I had a problem with it when SAPI only mentionned the Apache defintion, but didn't bother to comment on it because of the footnote about microsoft's SAPI as an alternate meaning. I would think that accepting the term is ambiguous and having a second page entry for the topic would be better, but frankly, I like this less. It ONLY discusses Microsoft's SAPI and in more detail than is likely necessary. The problem is that Microsoft SAPI isn't the only SAPI engine available. There is a whole family of them including the IBM one used in ViaVoice and they are all called SAPIs, that being the general industry term for the engine type, just as TAPI generally refers to Telephony engines, regardless of maker. To focus on the Microsoft SAPI as being exclusive doesn't feel like a 'general encyclopedia' entry to me but rather an advertisement for Microsoft, just as the last version of the other entry for SAPI looked like an Advertisement for Apache. If SAPI needs a more detailed explanation than just 'what is a SAPI', it should be in picking it apart into it's layers and not focusing on any specific versions of a SAPI.

I'm not a SAPI coder, but I've been researching them in an effort to hobble together a very specialised SAPI I'd rather not share details on at this time so have a pretty intimate knowledge of how they work and frankly, the Microsoft version of a SAPI isn't my prefered of the existing engines out there and isn't portable between different OSes, like the ViaVoice SAPI is.

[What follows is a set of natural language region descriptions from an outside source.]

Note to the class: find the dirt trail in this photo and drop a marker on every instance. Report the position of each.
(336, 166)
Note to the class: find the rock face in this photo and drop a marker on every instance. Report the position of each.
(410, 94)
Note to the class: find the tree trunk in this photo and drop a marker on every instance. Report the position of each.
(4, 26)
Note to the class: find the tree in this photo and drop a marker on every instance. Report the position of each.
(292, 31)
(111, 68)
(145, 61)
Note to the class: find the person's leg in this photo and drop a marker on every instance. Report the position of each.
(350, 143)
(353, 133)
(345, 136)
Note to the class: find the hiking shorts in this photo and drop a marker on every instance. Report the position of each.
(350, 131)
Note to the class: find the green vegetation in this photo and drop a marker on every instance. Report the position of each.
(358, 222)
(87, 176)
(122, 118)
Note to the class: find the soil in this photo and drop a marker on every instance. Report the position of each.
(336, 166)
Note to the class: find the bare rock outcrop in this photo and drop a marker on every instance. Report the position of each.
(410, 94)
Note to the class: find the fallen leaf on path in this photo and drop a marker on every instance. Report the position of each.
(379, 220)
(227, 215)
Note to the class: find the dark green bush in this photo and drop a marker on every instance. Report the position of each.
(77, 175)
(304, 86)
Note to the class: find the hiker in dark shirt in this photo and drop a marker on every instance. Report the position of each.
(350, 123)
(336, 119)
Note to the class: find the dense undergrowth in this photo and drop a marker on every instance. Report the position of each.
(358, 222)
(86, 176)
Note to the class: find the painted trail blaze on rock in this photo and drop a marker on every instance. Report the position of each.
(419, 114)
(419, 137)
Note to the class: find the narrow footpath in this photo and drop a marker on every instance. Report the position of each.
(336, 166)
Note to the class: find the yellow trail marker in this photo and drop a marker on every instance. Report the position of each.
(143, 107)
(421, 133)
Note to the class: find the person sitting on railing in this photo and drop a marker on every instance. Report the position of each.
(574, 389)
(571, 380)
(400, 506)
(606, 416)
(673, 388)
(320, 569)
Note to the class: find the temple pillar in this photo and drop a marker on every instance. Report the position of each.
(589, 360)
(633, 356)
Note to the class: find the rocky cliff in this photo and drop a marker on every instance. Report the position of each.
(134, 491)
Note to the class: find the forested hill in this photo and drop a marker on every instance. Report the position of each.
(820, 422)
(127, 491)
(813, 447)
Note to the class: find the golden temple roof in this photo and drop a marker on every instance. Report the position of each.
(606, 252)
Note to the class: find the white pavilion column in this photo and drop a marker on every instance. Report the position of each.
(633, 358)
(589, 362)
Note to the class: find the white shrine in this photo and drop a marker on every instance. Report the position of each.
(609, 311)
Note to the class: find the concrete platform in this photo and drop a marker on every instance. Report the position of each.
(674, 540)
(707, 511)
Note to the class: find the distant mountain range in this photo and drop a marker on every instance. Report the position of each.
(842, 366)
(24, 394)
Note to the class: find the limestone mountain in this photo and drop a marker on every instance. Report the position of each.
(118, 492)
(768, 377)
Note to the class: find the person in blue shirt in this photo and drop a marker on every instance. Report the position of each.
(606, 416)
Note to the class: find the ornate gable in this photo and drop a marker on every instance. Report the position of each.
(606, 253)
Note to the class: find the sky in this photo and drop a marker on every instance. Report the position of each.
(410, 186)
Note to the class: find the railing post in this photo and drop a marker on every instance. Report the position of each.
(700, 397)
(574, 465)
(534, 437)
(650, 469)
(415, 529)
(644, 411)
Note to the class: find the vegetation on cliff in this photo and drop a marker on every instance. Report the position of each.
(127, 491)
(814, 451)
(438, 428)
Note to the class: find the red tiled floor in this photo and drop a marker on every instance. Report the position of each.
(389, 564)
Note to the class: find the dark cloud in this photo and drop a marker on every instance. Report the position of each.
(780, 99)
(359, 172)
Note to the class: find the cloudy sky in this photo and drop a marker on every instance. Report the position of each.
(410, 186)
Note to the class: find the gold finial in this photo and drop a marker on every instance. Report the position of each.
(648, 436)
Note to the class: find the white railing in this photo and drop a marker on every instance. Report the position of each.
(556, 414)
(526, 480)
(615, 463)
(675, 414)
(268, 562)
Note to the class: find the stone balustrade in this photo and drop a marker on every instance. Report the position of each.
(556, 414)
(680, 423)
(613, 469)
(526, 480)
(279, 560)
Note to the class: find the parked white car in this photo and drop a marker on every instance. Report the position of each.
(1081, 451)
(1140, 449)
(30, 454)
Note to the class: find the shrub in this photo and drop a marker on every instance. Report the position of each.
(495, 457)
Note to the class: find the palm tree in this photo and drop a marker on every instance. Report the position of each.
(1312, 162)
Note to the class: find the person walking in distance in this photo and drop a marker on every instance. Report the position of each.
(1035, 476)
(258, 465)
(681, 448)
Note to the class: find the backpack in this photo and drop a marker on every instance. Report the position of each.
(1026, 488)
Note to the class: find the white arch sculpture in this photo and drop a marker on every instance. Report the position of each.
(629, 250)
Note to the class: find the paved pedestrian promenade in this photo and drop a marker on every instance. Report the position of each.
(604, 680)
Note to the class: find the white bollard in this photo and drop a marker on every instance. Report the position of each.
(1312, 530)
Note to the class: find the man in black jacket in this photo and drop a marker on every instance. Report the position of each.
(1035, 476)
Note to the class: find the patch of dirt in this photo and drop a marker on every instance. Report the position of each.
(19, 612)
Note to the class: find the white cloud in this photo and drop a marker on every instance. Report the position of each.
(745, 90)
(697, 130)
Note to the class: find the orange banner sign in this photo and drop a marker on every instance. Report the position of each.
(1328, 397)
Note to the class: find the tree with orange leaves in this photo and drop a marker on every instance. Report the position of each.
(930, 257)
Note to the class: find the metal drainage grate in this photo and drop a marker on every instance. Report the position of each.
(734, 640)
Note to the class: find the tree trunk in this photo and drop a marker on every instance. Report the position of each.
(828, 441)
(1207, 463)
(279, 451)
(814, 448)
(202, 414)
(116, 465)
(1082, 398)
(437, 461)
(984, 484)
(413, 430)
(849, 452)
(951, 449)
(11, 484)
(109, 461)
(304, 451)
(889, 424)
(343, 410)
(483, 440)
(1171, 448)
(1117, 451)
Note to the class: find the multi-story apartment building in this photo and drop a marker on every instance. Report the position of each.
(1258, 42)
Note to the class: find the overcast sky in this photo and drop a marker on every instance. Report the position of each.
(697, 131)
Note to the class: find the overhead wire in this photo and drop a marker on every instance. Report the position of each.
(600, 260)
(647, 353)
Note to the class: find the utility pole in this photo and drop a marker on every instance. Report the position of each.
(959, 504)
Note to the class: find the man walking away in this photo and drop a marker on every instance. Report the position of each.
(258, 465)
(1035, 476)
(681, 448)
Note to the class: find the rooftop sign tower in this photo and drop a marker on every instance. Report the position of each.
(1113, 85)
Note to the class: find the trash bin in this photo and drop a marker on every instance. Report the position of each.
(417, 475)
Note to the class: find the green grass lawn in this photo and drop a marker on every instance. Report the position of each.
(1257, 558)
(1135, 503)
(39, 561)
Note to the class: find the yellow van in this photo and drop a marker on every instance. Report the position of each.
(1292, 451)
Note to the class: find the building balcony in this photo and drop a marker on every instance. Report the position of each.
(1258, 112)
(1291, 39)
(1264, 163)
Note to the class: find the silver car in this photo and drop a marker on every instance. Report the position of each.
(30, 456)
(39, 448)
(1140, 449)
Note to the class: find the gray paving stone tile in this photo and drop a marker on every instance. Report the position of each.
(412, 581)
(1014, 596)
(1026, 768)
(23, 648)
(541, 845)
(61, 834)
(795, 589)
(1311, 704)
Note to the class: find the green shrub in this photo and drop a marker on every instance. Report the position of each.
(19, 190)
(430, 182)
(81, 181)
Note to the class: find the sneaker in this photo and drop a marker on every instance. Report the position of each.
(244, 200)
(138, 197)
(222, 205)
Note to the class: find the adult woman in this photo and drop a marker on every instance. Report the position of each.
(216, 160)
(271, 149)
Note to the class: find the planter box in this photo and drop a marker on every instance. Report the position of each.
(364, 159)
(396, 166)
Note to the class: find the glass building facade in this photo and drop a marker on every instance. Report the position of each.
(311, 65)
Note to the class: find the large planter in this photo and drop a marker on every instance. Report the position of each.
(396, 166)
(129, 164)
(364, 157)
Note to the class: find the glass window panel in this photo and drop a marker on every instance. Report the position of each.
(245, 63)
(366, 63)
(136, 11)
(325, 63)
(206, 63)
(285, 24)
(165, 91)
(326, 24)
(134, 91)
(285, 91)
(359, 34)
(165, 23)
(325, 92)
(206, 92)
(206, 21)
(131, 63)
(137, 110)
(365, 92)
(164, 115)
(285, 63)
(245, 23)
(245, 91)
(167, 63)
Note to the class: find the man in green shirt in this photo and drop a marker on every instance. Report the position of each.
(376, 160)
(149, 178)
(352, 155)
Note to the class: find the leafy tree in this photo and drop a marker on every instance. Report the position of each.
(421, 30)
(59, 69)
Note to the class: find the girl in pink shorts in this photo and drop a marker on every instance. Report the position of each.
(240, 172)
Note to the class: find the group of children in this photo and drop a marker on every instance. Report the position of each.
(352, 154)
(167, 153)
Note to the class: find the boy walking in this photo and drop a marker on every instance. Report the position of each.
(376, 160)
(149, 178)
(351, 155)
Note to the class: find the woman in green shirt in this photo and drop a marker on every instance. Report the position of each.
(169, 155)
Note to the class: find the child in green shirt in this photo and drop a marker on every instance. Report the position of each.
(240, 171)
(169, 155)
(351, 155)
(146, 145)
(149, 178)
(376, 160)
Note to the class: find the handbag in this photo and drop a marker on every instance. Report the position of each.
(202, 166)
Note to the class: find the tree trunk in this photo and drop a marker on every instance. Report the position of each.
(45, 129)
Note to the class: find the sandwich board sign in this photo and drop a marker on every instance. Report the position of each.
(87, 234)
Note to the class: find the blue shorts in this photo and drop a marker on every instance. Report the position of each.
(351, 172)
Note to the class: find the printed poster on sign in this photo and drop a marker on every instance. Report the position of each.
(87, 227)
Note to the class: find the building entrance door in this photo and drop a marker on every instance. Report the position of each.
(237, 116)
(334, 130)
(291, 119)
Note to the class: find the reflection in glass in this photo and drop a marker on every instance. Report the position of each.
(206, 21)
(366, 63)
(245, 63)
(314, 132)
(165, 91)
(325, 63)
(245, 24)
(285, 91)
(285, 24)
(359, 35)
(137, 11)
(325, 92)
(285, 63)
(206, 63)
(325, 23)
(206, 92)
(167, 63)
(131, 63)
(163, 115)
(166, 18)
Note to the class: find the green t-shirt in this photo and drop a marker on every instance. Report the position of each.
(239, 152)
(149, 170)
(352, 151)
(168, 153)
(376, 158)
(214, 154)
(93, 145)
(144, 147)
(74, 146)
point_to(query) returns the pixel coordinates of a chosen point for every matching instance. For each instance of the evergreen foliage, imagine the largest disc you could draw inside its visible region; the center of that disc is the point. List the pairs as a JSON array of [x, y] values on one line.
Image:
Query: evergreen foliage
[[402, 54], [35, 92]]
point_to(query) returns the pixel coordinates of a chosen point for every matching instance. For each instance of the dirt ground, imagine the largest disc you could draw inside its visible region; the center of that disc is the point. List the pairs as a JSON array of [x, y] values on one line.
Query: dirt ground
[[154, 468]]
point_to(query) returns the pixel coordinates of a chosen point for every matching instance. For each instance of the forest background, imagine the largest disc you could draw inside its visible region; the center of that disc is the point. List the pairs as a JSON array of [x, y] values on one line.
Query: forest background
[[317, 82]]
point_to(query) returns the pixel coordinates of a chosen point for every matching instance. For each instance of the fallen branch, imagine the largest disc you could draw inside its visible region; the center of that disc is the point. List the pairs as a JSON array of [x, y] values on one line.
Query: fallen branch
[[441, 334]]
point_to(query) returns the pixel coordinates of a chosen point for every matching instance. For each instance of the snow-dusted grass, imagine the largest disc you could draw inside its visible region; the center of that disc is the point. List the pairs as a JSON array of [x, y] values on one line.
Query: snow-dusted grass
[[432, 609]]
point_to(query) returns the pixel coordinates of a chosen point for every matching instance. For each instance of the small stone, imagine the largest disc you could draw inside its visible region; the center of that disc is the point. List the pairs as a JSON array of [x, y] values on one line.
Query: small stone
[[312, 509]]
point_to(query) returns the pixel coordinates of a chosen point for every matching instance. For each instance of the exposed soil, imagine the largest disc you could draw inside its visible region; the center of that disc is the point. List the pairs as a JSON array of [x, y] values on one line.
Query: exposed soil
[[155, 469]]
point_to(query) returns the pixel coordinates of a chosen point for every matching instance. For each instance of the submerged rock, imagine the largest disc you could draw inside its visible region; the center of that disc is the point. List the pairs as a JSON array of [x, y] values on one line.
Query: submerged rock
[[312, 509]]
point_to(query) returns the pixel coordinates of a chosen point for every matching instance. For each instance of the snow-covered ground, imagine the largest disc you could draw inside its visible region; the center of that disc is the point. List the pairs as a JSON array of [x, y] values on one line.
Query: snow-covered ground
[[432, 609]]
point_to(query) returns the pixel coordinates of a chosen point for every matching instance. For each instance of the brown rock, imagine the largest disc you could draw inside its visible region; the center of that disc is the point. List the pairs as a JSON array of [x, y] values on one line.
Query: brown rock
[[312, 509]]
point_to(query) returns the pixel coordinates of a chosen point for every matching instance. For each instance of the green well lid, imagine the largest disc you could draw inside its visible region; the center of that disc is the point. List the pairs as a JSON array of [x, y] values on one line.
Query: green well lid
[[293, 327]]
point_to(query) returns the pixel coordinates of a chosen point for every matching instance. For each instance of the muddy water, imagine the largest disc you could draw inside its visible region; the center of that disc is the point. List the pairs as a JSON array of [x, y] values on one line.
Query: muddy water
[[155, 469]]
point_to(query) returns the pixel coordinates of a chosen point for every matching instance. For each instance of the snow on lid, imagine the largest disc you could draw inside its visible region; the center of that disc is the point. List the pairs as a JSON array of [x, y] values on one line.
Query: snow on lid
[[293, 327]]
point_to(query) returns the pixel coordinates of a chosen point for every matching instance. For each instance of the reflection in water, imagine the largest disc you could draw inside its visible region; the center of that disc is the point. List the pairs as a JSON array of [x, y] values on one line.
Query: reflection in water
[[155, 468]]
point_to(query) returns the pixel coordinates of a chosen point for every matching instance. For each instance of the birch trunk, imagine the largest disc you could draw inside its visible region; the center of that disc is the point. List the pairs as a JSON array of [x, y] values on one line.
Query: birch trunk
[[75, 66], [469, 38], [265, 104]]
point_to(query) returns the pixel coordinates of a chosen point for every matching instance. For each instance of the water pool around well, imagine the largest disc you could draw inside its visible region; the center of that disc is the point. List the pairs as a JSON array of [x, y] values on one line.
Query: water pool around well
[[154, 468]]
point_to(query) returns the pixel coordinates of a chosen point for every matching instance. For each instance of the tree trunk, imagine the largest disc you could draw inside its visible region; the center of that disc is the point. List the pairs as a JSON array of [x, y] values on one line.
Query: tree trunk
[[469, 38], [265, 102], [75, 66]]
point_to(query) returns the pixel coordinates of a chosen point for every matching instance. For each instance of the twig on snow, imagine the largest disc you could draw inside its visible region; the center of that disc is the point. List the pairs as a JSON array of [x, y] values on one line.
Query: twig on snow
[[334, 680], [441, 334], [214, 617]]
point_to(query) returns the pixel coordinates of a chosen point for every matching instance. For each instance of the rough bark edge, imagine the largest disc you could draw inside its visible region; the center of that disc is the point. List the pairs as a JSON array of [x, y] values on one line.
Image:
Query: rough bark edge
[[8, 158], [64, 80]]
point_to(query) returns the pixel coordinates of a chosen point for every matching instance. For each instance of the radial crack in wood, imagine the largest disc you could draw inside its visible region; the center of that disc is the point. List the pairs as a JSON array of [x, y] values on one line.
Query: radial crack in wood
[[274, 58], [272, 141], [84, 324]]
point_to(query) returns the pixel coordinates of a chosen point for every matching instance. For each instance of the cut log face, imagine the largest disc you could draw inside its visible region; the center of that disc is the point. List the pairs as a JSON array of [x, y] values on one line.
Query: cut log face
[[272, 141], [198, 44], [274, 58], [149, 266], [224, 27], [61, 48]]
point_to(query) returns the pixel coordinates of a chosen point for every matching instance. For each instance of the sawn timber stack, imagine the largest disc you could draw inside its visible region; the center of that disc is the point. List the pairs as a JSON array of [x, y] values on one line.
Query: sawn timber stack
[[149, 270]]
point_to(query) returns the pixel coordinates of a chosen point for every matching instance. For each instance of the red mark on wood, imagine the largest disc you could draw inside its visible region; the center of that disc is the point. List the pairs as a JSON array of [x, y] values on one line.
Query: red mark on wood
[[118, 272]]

Splitting a SAPI into levels can be done two ways. The General Levels are high and low, in the same fashion as all coding lingo. High level SAPI use is using the SAPI for all it can do and trusting the engine and your XML database to do all the actual work for you. Low level SAPI use is getting into the guts of the engine and doing most of the actual work (defining the voice, laying out the allophony tables, etc.) yourself, in your code, but just need the most basic abilities in the engine (custom speech engine usually).

Splitting the SAPI into technical levels results in 4 common levels of a SAPI and they are the order in which the SAPI processes sound for speech recognition. Creating speech is much simpler and doesn't use all 4 levels.

In the typical method of SAPI operation I am familiar with, the levels that process sound are:

Level 1: Determining the timing of the speaker... The process of trying to figure out when one word ends and the next begins and start to at least make some sense of what is being said.

Level 2: Process the word into a usable phonetic code that can be cross checked with the data base of words.

Level 3: Determine the word(s) being said.

Level 4: In the case of multiple possible words with that pronunciation, attempt to determine which word it might be in the context of surrounding words.

This is a very crude anatomy of a SAPI and some do parts of it better than others, but really, this does all come down to my not appriciating seeing advertisements for specific products in an encyclopedia... I'd have to double check my SAPI history, but I'm not even sure it was Microsoft that can get credit for making the first SAPI... They just happenned to do the first freely usable SAPI exclusive to their (most popular)OS.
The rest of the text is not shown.